Do YOU have any secrets to a good marriage that you would like to share? Are you on marriage #2 (or beyond) and, if so, how is it different from the first time around?
Cheers,
Kimba
Read more from Kimba Dalferes on her blog, The Middle-Aged Cheap Seats
Kathi Casey
Thursday 16th of January 2014
This is a fun post Kim! And definitely true. You may have to add one for an understanding as well since there are some men who wouldn't take too kindly to having their wife talk more to another man than to them! And I agree - number 4 is not necessary. Kathi
Kimba
Wednesday 15th of January 2014
I would replace someone who makes me laugh for someone who can fix things. You can hire a handy man, but I don't think you can hire a comedian to come to your house.
pia
Wednesday 15th of January 2014
I too think laughter is the most important element to a marriage. But I'm divorced--really several times.
That said my parents were very happily married forever and once I asked my mother what she most loved about my father (aside from their obvious sexual attraction which I didn't want to know about--though as a baby and child loved it when they made out.)
My mother just stared at me and said: "you of anybody should know. He makes me laugh" He did spend over 30 years waiting for the super to come to their home so I wasn't brought up with the fix it gene. Which was good as no man I was involved with could.
But I own a house now and yes I would love it!
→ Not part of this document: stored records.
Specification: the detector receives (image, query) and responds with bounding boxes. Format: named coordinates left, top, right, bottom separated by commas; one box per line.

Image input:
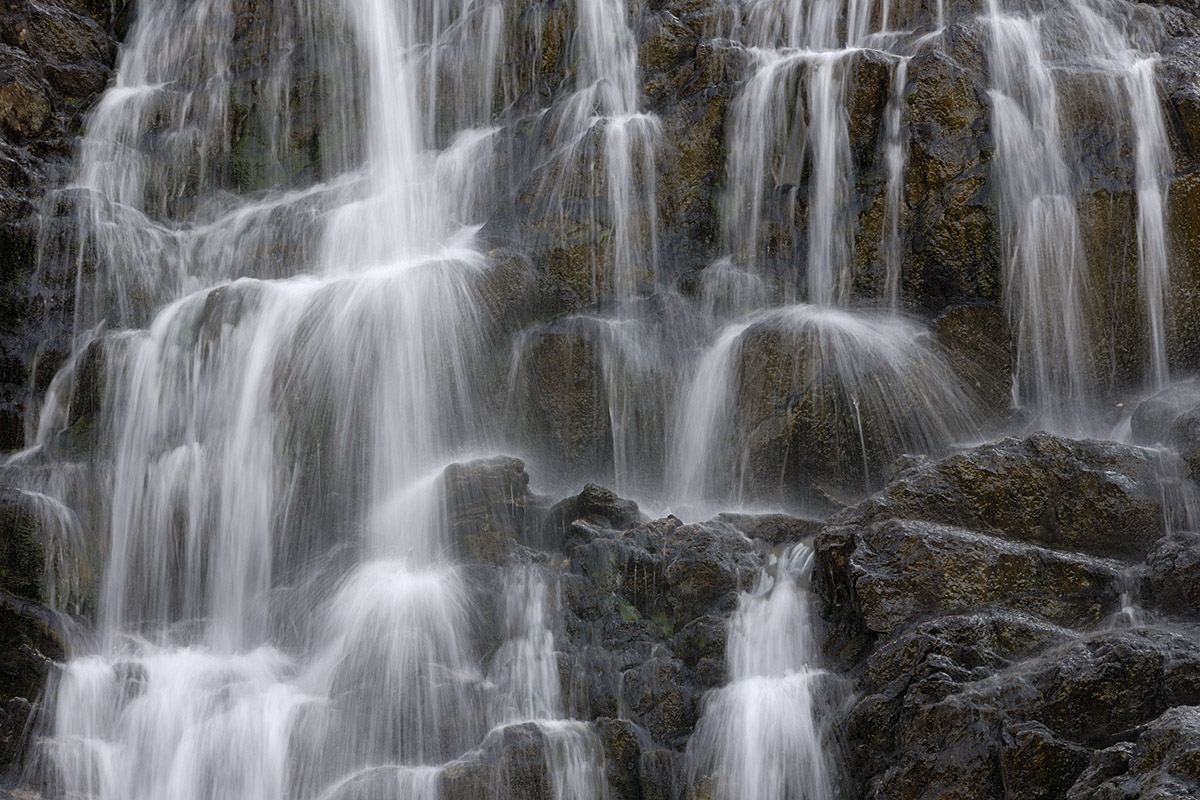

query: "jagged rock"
left=563, top=517, right=761, bottom=748
left=442, top=456, right=529, bottom=564
left=902, top=33, right=1001, bottom=313
left=524, top=326, right=612, bottom=468
left=721, top=306, right=976, bottom=507
left=713, top=512, right=823, bottom=546
left=0, top=488, right=46, bottom=602
left=596, top=717, right=678, bottom=800
left=817, top=521, right=1122, bottom=636
left=854, top=630, right=1200, bottom=800
left=0, top=0, right=116, bottom=450
left=932, top=305, right=1013, bottom=415
left=0, top=590, right=66, bottom=774
left=1129, top=380, right=1200, bottom=480
left=1146, top=533, right=1200, bottom=619
left=544, top=483, right=646, bottom=542
left=834, top=433, right=1164, bottom=558
left=1066, top=705, right=1200, bottom=800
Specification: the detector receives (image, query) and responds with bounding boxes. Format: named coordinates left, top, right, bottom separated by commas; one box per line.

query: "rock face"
left=0, top=488, right=66, bottom=781
left=834, top=433, right=1171, bottom=559
left=439, top=458, right=763, bottom=798
left=0, top=0, right=125, bottom=450
left=815, top=434, right=1200, bottom=800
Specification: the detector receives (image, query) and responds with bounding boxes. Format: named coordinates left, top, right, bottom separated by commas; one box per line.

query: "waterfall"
left=0, top=0, right=1182, bottom=800
left=883, top=58, right=908, bottom=311
left=688, top=545, right=836, bottom=800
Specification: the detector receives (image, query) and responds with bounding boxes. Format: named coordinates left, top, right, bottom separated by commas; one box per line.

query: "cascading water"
left=5, top=0, right=1195, bottom=800
left=688, top=545, right=838, bottom=800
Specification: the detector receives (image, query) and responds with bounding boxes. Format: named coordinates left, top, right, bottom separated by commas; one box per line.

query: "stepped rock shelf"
left=0, top=0, right=1200, bottom=800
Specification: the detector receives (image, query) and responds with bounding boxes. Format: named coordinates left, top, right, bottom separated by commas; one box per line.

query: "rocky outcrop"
left=0, top=488, right=66, bottom=783
left=834, top=433, right=1171, bottom=559
left=815, top=434, right=1200, bottom=800
left=0, top=0, right=118, bottom=450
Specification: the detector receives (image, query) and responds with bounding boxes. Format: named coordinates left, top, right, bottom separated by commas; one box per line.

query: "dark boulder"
left=834, top=433, right=1164, bottom=558
left=817, top=521, right=1122, bottom=637
left=0, top=591, right=66, bottom=774
left=1066, top=705, right=1200, bottom=800
left=442, top=456, right=529, bottom=564
left=1146, top=533, right=1200, bottom=619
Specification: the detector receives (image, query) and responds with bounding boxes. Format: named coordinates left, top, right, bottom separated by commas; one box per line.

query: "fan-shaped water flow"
left=667, top=305, right=983, bottom=512
left=688, top=545, right=839, bottom=800
left=50, top=648, right=307, bottom=800
left=488, top=565, right=607, bottom=800
left=27, top=0, right=535, bottom=800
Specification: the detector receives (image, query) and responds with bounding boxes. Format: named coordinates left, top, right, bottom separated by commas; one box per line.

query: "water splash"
left=688, top=545, right=838, bottom=800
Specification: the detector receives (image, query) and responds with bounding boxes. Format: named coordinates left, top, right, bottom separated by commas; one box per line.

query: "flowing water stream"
left=10, top=0, right=1190, bottom=800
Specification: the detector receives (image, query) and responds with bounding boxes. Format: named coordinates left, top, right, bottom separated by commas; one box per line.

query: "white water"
left=688, top=545, right=836, bottom=800
left=7, top=0, right=1190, bottom=800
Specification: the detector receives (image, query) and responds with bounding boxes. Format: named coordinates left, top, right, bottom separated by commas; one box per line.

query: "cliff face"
left=0, top=0, right=1200, bottom=800
left=0, top=1, right=125, bottom=450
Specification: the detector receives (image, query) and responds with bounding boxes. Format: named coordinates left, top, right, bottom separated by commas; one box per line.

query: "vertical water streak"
left=988, top=0, right=1091, bottom=425
left=1123, top=58, right=1171, bottom=389
left=806, top=53, right=853, bottom=306
left=688, top=545, right=835, bottom=800
left=667, top=321, right=752, bottom=506
left=883, top=58, right=908, bottom=312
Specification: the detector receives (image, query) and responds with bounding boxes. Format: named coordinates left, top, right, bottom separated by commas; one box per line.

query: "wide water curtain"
left=7, top=0, right=1200, bottom=800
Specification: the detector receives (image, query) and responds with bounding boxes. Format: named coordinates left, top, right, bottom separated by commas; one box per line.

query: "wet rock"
left=545, top=483, right=646, bottom=541
left=902, top=33, right=1001, bottom=314
left=721, top=306, right=976, bottom=509
left=846, top=49, right=898, bottom=169
left=656, top=38, right=749, bottom=273
left=1129, top=380, right=1200, bottom=481
left=817, top=521, right=1122, bottom=636
left=443, top=456, right=529, bottom=564
left=563, top=517, right=762, bottom=753
left=524, top=326, right=612, bottom=479
left=438, top=758, right=497, bottom=800
left=851, top=630, right=1200, bottom=800
left=1066, top=705, right=1200, bottom=800
left=596, top=717, right=678, bottom=800
left=1146, top=533, right=1200, bottom=619
left=0, top=488, right=46, bottom=602
left=0, top=80, right=50, bottom=139
left=834, top=433, right=1164, bottom=558
left=932, top=305, right=1013, bottom=415
left=0, top=591, right=66, bottom=774
left=713, top=512, right=822, bottom=546
left=0, top=0, right=117, bottom=450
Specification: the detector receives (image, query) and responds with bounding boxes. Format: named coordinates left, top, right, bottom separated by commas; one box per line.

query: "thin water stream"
left=4, top=0, right=1190, bottom=800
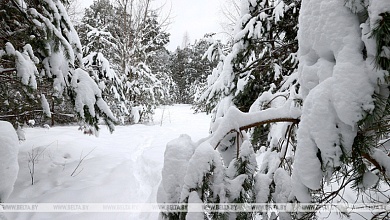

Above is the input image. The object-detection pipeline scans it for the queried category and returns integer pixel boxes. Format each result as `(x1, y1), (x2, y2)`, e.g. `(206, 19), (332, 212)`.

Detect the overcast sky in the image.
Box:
(81, 0), (223, 51)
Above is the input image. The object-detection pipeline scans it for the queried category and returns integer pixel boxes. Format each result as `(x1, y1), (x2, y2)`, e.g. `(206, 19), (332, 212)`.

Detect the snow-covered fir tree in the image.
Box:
(158, 0), (390, 219)
(0, 0), (116, 130)
(78, 1), (170, 123)
(170, 34), (216, 105)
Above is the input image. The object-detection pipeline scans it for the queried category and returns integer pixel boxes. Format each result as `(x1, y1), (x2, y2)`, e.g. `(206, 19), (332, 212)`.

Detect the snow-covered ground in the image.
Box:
(6, 105), (210, 220)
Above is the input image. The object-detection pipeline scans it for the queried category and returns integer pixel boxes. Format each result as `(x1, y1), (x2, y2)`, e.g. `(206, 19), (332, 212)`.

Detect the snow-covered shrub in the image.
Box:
(0, 121), (19, 203)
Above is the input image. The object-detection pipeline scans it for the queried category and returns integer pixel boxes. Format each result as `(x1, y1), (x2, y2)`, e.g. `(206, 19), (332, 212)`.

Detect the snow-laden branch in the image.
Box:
(209, 100), (301, 148)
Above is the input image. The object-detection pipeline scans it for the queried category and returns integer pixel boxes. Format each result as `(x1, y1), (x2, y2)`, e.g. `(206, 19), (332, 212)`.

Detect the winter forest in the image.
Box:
(0, 0), (390, 220)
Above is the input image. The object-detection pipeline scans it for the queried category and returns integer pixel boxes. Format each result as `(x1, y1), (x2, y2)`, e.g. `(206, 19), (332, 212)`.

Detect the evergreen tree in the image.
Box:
(0, 0), (115, 130)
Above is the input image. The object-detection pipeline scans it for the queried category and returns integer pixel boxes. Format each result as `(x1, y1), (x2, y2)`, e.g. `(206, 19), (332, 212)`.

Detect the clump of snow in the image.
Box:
(180, 141), (226, 202)
(71, 69), (115, 120)
(16, 123), (26, 141)
(131, 106), (143, 124)
(28, 119), (35, 127)
(293, 0), (374, 198)
(157, 135), (195, 203)
(186, 191), (205, 220)
(41, 94), (51, 118)
(0, 121), (19, 203)
(5, 42), (38, 89)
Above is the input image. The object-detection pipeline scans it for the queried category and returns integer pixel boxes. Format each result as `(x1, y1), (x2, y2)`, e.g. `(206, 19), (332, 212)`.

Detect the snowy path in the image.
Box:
(8, 105), (210, 220)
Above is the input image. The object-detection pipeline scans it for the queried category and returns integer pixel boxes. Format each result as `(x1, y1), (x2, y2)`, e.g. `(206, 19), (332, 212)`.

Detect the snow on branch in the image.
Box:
(209, 100), (301, 148)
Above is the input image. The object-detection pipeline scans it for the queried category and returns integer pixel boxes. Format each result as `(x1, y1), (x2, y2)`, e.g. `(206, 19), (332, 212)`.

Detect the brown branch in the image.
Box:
(0, 68), (16, 74)
(240, 118), (300, 131)
(214, 118), (300, 150)
(361, 153), (387, 176)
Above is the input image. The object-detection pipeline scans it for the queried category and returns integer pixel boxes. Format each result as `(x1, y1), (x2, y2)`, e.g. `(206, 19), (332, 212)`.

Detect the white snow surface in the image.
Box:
(5, 105), (210, 220)
(0, 121), (19, 202)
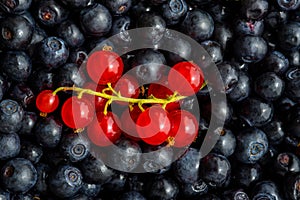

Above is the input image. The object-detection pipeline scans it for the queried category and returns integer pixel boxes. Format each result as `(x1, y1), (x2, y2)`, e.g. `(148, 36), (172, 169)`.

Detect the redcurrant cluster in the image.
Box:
(36, 51), (204, 147)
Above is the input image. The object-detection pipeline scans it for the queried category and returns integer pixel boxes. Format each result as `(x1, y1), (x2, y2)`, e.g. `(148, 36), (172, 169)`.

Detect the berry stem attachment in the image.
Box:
(53, 83), (186, 114)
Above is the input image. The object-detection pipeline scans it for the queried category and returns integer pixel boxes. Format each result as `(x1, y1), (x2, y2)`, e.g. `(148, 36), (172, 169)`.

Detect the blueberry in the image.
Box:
(79, 155), (114, 184)
(277, 0), (300, 10)
(19, 140), (43, 164)
(131, 49), (166, 84)
(181, 10), (214, 41)
(137, 12), (166, 44)
(212, 127), (236, 157)
(147, 176), (179, 200)
(34, 116), (62, 148)
(37, 0), (69, 26)
(0, 158), (37, 193)
(278, 22), (300, 50)
(0, 99), (24, 133)
(53, 63), (86, 87)
(239, 98), (273, 127)
(36, 37), (69, 69)
(104, 0), (131, 15)
(49, 165), (82, 198)
(0, 133), (21, 160)
(161, 0), (188, 25)
(0, 0), (32, 13)
(120, 191), (146, 200)
(56, 20), (85, 47)
(80, 3), (112, 37)
(0, 15), (33, 50)
(200, 153), (231, 187)
(240, 0), (269, 20)
(80, 182), (102, 197)
(173, 148), (201, 183)
(227, 71), (251, 102)
(59, 133), (90, 162)
(252, 181), (282, 200)
(109, 139), (142, 172)
(234, 35), (268, 63)
(234, 128), (269, 164)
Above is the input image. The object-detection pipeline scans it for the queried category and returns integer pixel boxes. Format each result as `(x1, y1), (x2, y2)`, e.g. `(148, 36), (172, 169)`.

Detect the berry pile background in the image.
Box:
(0, 0), (300, 200)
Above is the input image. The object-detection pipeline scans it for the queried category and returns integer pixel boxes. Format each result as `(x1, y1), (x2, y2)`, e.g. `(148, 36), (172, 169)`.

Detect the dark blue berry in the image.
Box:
(49, 165), (82, 198)
(0, 158), (37, 193)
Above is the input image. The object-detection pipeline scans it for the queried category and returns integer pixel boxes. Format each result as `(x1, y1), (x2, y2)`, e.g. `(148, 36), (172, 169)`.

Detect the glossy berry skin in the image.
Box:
(254, 72), (285, 101)
(59, 133), (90, 162)
(109, 139), (142, 172)
(87, 51), (124, 85)
(239, 98), (274, 127)
(0, 158), (37, 193)
(34, 116), (62, 148)
(36, 37), (69, 70)
(181, 9), (214, 41)
(130, 49), (167, 84)
(80, 3), (112, 37)
(137, 12), (166, 45)
(0, 133), (21, 160)
(57, 20), (85, 48)
(172, 148), (201, 183)
(240, 0), (269, 20)
(235, 128), (269, 164)
(37, 0), (69, 26)
(105, 0), (132, 15)
(234, 35), (268, 63)
(169, 110), (199, 147)
(278, 21), (300, 50)
(53, 63), (86, 87)
(168, 62), (204, 96)
(0, 99), (24, 133)
(87, 112), (121, 147)
(162, 0), (188, 25)
(49, 165), (83, 198)
(0, 51), (32, 82)
(200, 153), (231, 187)
(136, 106), (172, 145)
(147, 176), (179, 200)
(0, 16), (33, 50)
(79, 155), (115, 184)
(61, 96), (95, 129)
(35, 90), (59, 113)
(277, 0), (300, 10)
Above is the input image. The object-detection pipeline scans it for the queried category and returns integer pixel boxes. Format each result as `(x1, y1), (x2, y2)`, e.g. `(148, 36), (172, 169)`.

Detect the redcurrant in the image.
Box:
(36, 90), (59, 113)
(136, 105), (171, 145)
(61, 96), (95, 129)
(86, 51), (124, 85)
(169, 110), (199, 147)
(168, 62), (204, 96)
(87, 112), (121, 147)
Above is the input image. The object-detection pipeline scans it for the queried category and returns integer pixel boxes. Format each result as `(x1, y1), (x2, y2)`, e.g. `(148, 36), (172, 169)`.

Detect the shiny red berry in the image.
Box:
(169, 110), (199, 147)
(86, 51), (124, 85)
(36, 90), (59, 113)
(136, 105), (171, 145)
(61, 96), (95, 129)
(87, 112), (121, 147)
(168, 62), (204, 96)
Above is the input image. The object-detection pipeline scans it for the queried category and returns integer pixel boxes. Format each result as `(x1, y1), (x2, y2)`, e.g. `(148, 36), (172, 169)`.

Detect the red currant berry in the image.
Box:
(61, 96), (95, 129)
(169, 110), (199, 147)
(87, 112), (121, 147)
(114, 74), (139, 104)
(86, 51), (124, 85)
(148, 77), (180, 112)
(35, 90), (59, 113)
(136, 105), (171, 145)
(168, 62), (204, 96)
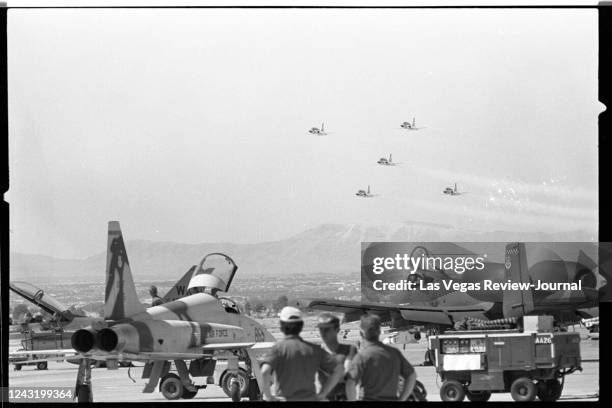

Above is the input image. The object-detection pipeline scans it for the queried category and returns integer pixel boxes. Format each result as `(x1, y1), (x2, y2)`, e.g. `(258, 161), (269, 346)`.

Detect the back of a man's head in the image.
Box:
(279, 306), (304, 336)
(360, 315), (380, 341)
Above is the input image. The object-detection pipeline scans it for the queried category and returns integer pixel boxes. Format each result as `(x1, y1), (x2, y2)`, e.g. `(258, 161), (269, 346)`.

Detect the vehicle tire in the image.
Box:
(423, 349), (434, 366)
(465, 390), (491, 402)
(440, 380), (465, 402)
(220, 368), (249, 398)
(230, 380), (241, 402)
(537, 379), (563, 402)
(510, 377), (536, 402)
(181, 387), (198, 399)
(159, 374), (184, 400)
(247, 378), (261, 401)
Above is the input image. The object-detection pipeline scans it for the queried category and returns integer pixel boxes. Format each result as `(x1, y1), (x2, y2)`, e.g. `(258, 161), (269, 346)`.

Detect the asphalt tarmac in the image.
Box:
(9, 336), (599, 402)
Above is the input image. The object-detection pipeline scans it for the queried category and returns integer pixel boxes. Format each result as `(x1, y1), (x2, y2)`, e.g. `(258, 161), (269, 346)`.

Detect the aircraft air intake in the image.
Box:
(70, 329), (96, 353)
(96, 329), (119, 351)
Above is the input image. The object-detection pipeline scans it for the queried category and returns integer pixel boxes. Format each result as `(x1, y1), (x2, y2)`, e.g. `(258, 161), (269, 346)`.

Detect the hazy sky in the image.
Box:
(6, 9), (602, 257)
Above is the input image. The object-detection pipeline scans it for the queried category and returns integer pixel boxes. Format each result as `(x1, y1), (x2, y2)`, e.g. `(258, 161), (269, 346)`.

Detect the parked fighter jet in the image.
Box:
(442, 183), (461, 195)
(9, 266), (210, 370)
(71, 221), (274, 401)
(355, 185), (372, 198)
(308, 123), (327, 136)
(376, 154), (395, 166)
(307, 242), (605, 344)
(400, 118), (422, 130)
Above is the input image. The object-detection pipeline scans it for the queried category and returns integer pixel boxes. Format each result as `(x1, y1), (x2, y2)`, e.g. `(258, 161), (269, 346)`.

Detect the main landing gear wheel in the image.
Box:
(510, 377), (536, 402)
(440, 380), (465, 402)
(181, 387), (198, 399)
(159, 374), (184, 400)
(423, 349), (434, 366)
(537, 379), (563, 402)
(230, 379), (240, 402)
(220, 368), (249, 401)
(465, 390), (491, 402)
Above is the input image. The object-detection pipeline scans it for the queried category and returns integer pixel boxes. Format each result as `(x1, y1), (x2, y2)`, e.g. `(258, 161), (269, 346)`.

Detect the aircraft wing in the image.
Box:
(308, 299), (487, 325)
(68, 342), (274, 361)
(9, 349), (78, 363)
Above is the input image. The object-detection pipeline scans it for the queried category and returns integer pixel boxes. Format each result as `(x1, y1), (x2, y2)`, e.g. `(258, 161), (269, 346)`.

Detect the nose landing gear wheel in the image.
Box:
(220, 368), (249, 401)
(159, 374), (183, 400)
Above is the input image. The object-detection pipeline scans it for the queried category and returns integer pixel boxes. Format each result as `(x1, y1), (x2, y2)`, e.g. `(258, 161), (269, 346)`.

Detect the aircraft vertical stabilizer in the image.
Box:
(503, 242), (534, 317)
(104, 221), (145, 320)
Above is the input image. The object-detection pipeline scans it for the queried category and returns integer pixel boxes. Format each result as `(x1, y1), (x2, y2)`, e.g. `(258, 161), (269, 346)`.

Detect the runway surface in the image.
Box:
(9, 340), (599, 402)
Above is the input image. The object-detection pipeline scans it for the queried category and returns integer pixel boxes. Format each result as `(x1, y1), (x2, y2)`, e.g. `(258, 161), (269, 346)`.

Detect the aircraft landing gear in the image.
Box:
(74, 358), (93, 402)
(159, 373), (183, 400)
(219, 368), (250, 402)
(159, 360), (201, 400)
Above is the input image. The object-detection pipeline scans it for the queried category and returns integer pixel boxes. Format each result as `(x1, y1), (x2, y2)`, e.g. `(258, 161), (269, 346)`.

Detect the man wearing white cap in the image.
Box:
(261, 306), (344, 401)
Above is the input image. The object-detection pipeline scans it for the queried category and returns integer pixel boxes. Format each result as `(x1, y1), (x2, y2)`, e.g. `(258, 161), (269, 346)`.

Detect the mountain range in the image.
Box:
(10, 222), (596, 284)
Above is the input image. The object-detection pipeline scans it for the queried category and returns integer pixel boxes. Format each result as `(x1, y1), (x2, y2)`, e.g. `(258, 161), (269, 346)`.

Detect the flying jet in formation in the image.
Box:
(64, 221), (274, 401)
(355, 185), (373, 198)
(308, 123), (327, 136)
(376, 154), (395, 166)
(442, 183), (462, 195)
(400, 118), (423, 130)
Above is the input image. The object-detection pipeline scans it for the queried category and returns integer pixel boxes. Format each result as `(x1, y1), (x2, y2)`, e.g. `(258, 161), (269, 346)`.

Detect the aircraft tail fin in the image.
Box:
(104, 221), (145, 320)
(162, 265), (197, 303)
(503, 242), (534, 317)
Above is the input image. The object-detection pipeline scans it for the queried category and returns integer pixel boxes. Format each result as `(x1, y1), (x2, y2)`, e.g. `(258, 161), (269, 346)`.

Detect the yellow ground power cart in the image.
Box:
(429, 316), (582, 401)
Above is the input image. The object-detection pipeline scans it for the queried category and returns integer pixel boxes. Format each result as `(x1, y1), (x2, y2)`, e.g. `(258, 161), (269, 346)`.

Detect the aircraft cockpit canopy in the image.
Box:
(187, 253), (238, 293)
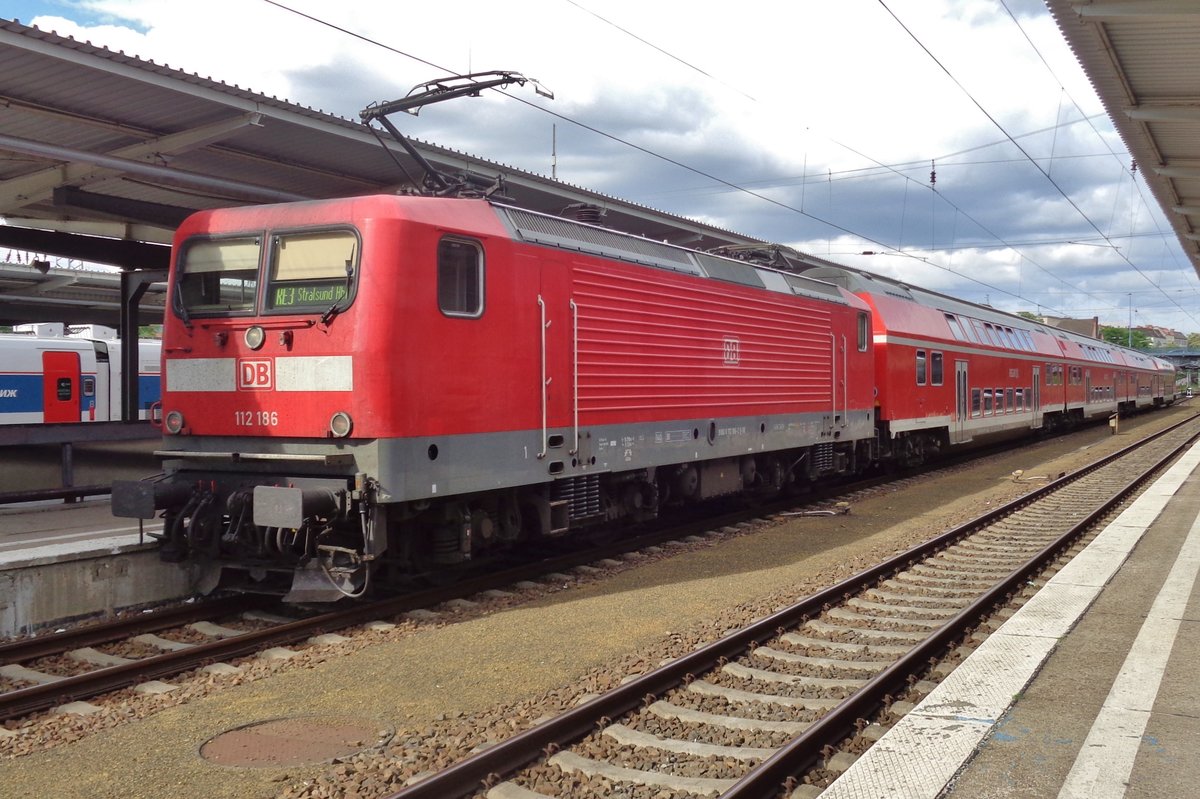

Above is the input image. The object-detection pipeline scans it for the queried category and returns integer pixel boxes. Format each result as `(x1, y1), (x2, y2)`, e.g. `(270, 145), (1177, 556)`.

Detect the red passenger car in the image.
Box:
(114, 196), (878, 599)
(805, 268), (1175, 462)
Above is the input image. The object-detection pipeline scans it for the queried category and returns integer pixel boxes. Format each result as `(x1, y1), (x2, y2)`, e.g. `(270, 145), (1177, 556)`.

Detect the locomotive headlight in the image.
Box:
(246, 325), (266, 349)
(162, 410), (184, 435)
(329, 410), (354, 438)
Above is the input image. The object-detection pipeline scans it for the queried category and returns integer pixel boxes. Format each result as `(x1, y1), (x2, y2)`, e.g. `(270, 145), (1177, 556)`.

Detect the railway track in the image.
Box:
(372, 410), (1200, 799)
(0, 501), (787, 721)
(0, 412), (1180, 739)
(0, 429), (958, 722)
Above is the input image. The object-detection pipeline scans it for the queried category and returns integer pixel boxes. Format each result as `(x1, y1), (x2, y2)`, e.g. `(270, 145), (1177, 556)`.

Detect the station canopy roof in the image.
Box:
(0, 20), (761, 326)
(1046, 0), (1200, 272)
(0, 10), (1200, 325)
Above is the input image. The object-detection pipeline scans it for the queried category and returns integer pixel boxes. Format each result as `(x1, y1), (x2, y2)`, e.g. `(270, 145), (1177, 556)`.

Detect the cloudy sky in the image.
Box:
(9, 0), (1200, 332)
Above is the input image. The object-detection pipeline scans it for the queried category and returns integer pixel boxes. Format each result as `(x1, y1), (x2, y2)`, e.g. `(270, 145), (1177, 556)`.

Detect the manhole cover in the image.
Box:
(200, 716), (395, 768)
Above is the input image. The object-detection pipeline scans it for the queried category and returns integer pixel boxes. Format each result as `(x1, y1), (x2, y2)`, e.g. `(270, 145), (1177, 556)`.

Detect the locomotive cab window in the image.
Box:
(264, 229), (359, 313)
(438, 239), (484, 318)
(174, 236), (262, 316)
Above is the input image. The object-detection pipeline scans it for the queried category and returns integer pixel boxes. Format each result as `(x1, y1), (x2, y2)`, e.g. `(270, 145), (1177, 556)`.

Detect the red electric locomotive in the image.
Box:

Kathy @ SMART Living 365.com
Tuesday 14th of January 2014
Hi Kimba! I have no advice about marriage from the 2nd time around cuz I'm one of those Happy Married first timers. My husband and I met for the first time on January 29th, 37 years ago and have been together ever since. While it hasn't always been easy (especially the first 15 years or so) but I'm VERY happy to say that it is getting better, and better and better now as it goes along. I am also happy to say that my "man" contains all five of the elements you suggest--but I'd add one more, 6. One that could make you laugh. Thanks for reminding me of how lucky I am! ~Kathy
Kimba
Wednesday 15th of January 2014
I definitely agree - someone who makes you laugh is a must; #6 for sure, maybe even #1!
SHELLEY ZUREK
Tuesday 14th of January 2014
You have so many great tips and I do believe your insight as a person on #2 marriage is one of the reasons. (I am as well). I think the loss of the first gives many who take the time perspectitive on the second.
My advice is marry someone who is like your dad (weill...if you dad is awesome, which mine is!)
Kimba
Wednesday 15th of January 2014
I have a great Dad too - and my second husband likes to fish, just like Dad. I've never even thought about that before!